Wednesday, October 5, 2011
A Career Born of Autism: Grandin Leaves Legacy of Change
We hear a lot these days about people who turn tragedy, illness or disease into a winning situation. In
this case, Temple Grandin turned autism into a career, one that has been filled with success, much in
part to her ability to see and sense as animals do. Although misunderstood and ridiculed most of her childhood and adolescence, Ms. Grandin found her purpose in life while in college, touring slaughterhouses and feedlots. Even going as far as figuring out a way to fit in where only men had fit in before.
Temple was born with autism and Asperger’s syndrome, a developmental disorder that affects a person's ability to socialize and communicate effectively with others. As displayed in the movie Temple Grandin the noise of a fan or the simply swaying of a curtain would not frighten or evoke unease in others, but to Temple it was terrifying. While on her aunt’s farm she watched the cattle being worked and saw how quickly they calmed down while in the squeeze chute. One day, although very unorthodox, she used the chute to calm herself down and found it to be extremely soothing and relaxing.

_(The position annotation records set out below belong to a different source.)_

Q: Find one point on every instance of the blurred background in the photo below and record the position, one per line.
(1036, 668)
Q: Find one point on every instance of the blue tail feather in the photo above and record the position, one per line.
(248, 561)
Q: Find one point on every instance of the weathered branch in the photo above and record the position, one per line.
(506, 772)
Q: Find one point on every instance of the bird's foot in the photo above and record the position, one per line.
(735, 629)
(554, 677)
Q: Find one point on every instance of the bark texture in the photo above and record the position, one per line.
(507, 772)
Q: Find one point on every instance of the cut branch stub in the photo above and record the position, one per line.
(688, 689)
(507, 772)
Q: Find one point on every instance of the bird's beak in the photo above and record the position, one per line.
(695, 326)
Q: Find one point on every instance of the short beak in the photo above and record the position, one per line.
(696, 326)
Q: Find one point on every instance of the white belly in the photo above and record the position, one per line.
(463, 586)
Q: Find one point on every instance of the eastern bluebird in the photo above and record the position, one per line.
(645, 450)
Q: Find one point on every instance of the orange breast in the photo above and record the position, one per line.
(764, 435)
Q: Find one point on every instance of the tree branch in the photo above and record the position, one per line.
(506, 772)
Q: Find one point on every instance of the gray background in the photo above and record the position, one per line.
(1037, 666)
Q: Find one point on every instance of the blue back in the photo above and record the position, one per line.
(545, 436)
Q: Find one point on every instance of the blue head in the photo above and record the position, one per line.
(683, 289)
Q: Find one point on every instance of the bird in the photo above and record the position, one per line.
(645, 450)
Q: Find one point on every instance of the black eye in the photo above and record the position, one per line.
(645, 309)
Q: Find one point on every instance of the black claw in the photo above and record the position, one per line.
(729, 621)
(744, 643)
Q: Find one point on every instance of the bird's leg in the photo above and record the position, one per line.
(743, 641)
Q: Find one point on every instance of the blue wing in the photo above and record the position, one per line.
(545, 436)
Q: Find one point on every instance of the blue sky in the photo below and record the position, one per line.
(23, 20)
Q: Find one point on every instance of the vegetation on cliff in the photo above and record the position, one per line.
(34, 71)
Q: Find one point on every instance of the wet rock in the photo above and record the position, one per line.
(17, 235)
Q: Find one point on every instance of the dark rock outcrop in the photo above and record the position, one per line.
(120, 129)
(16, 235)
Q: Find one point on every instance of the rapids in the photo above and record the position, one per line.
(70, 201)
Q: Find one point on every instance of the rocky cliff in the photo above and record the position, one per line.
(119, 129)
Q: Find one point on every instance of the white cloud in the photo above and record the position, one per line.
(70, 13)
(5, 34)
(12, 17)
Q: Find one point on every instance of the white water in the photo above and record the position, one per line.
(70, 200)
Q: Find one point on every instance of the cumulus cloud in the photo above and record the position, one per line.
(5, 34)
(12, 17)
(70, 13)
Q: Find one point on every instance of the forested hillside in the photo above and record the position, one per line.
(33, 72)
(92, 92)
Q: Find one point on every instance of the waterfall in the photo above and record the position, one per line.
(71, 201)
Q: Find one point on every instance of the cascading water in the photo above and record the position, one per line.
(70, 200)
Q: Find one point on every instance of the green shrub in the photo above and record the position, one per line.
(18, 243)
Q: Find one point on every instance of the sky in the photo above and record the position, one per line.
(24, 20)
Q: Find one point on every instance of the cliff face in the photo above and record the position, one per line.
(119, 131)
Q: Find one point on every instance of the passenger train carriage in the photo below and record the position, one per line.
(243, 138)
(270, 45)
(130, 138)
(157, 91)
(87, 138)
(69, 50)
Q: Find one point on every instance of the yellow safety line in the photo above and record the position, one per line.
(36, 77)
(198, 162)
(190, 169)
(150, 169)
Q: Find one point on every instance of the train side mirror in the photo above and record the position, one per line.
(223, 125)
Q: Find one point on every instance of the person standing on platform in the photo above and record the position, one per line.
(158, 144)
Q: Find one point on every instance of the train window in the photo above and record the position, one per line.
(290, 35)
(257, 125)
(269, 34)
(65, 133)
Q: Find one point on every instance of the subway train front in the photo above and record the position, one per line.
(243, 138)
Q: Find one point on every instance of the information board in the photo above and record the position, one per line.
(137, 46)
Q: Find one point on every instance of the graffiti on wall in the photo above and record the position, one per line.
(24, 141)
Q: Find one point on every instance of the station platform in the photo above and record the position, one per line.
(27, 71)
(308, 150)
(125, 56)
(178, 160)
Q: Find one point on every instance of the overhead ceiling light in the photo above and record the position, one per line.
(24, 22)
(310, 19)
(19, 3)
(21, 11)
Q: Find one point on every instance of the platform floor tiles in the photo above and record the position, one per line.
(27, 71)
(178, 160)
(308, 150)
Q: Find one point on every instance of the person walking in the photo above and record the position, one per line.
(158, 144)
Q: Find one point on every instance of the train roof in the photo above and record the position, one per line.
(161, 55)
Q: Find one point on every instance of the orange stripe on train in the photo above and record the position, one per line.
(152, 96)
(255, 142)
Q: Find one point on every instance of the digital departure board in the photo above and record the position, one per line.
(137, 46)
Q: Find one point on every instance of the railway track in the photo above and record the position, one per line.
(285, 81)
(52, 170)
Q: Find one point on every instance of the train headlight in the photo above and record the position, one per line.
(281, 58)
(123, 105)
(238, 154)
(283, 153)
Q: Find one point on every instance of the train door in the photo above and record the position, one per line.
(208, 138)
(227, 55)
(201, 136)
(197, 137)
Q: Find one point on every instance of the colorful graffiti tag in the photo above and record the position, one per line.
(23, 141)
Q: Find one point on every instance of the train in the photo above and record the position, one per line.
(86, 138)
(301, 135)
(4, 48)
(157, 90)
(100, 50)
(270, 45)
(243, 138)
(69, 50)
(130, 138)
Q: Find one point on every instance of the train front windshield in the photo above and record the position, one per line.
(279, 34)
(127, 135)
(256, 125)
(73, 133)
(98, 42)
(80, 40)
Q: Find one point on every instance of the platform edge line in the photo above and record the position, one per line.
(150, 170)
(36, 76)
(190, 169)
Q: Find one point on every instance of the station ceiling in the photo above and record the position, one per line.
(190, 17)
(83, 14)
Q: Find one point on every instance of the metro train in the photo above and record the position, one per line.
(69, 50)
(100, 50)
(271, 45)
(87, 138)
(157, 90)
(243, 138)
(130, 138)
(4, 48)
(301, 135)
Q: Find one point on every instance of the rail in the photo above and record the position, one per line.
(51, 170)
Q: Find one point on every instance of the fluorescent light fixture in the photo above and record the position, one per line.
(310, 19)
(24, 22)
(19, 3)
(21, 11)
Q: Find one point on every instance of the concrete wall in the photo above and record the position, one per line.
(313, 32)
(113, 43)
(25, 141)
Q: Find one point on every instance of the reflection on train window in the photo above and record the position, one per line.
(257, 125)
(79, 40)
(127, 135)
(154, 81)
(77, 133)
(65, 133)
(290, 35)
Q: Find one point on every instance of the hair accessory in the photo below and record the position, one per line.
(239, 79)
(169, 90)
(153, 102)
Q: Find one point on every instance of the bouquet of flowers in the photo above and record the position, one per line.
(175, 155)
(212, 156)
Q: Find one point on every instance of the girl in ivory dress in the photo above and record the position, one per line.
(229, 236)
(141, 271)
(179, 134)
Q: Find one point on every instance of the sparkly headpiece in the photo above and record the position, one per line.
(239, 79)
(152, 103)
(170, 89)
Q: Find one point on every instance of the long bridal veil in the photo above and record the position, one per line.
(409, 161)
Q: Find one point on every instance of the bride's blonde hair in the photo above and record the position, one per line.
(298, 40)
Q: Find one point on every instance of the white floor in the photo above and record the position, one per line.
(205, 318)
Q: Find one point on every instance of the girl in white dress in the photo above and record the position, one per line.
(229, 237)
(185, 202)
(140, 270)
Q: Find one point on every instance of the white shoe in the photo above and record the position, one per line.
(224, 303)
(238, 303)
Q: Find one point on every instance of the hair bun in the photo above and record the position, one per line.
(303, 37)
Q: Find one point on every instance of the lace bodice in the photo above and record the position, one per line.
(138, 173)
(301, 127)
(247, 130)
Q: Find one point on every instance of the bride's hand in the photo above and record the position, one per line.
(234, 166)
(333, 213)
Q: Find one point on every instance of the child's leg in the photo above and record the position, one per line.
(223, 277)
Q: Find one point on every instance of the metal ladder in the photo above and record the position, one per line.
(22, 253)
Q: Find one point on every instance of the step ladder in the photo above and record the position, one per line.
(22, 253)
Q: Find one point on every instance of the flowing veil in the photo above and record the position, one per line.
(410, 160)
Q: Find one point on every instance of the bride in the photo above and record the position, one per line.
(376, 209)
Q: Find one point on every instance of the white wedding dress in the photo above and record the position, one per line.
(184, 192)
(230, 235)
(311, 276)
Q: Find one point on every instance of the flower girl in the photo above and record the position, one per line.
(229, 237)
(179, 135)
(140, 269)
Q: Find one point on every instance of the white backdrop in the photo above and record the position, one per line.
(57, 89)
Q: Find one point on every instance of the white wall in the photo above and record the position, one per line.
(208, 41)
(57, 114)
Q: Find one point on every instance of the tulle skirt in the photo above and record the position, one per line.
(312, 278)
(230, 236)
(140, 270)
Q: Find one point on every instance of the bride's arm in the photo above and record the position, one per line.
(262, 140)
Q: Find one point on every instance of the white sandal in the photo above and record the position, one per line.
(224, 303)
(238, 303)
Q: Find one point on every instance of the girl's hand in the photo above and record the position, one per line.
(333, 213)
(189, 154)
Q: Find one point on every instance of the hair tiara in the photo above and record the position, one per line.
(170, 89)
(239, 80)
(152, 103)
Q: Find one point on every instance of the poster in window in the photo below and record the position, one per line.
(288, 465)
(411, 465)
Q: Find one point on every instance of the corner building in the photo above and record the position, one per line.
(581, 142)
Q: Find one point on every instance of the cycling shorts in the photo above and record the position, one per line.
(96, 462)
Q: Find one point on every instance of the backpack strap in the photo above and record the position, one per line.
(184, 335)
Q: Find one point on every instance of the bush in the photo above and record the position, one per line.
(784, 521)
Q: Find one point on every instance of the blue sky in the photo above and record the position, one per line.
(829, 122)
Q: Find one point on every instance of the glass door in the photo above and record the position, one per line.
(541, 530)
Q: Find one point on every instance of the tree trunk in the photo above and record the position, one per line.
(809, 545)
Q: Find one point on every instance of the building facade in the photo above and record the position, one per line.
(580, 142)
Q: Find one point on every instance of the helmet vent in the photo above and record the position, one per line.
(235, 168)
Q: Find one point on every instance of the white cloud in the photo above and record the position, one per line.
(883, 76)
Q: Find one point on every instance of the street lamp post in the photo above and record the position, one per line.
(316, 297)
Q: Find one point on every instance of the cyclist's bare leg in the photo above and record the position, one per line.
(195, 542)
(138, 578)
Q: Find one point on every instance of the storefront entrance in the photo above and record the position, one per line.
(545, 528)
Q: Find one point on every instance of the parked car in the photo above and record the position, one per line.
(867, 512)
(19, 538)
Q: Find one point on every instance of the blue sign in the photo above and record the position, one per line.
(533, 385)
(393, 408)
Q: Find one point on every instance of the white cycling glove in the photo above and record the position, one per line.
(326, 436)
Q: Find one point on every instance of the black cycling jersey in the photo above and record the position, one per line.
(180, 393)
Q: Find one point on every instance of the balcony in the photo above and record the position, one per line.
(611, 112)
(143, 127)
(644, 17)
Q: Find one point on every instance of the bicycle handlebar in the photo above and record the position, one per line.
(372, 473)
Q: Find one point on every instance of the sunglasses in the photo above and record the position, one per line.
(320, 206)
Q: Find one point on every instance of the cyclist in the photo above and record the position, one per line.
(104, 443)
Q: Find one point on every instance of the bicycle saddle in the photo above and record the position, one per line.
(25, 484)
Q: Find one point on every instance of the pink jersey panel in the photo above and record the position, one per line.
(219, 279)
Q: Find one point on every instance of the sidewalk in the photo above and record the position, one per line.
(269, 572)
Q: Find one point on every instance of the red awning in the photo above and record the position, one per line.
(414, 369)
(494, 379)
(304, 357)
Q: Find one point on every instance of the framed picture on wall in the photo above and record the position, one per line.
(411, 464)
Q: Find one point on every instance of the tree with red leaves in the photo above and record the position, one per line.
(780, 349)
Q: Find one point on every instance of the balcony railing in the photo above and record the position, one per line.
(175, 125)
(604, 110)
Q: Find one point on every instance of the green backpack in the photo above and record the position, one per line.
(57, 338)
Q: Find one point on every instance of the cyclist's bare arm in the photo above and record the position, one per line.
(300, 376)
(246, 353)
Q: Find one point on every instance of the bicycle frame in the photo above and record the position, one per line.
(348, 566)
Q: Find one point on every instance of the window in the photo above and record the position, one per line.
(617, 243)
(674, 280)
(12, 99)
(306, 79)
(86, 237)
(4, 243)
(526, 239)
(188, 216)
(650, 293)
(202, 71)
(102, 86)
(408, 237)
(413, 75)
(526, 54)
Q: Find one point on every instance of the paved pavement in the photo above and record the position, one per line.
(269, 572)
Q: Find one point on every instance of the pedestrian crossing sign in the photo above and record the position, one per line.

While working on her college degree she had the opportunity to tour several slaughterhouses and feedlots and identified areas in which both needed to be improved to handle the animals in a manner that was not frightening or dangerous to their well-being. Over time she started to design working facilities and feedlots and through her connections was able to slowly integrate those plans into actual designs that are still utilized today.
It can be as simple as the radius of a turn in a tub of a working facility or in a feedlot the grid pattern in the concrete floor, but those simple attentions to detail have earned Temple Grandin a reputation second to none on being a foremost expert on animal handling and animal sensory perception. That is why in the late 90s Ratcliff Ranch approached Ms. Grandin about designing the new beef working facility for the Blackwell Ranch north of Vinita, Oklahoma.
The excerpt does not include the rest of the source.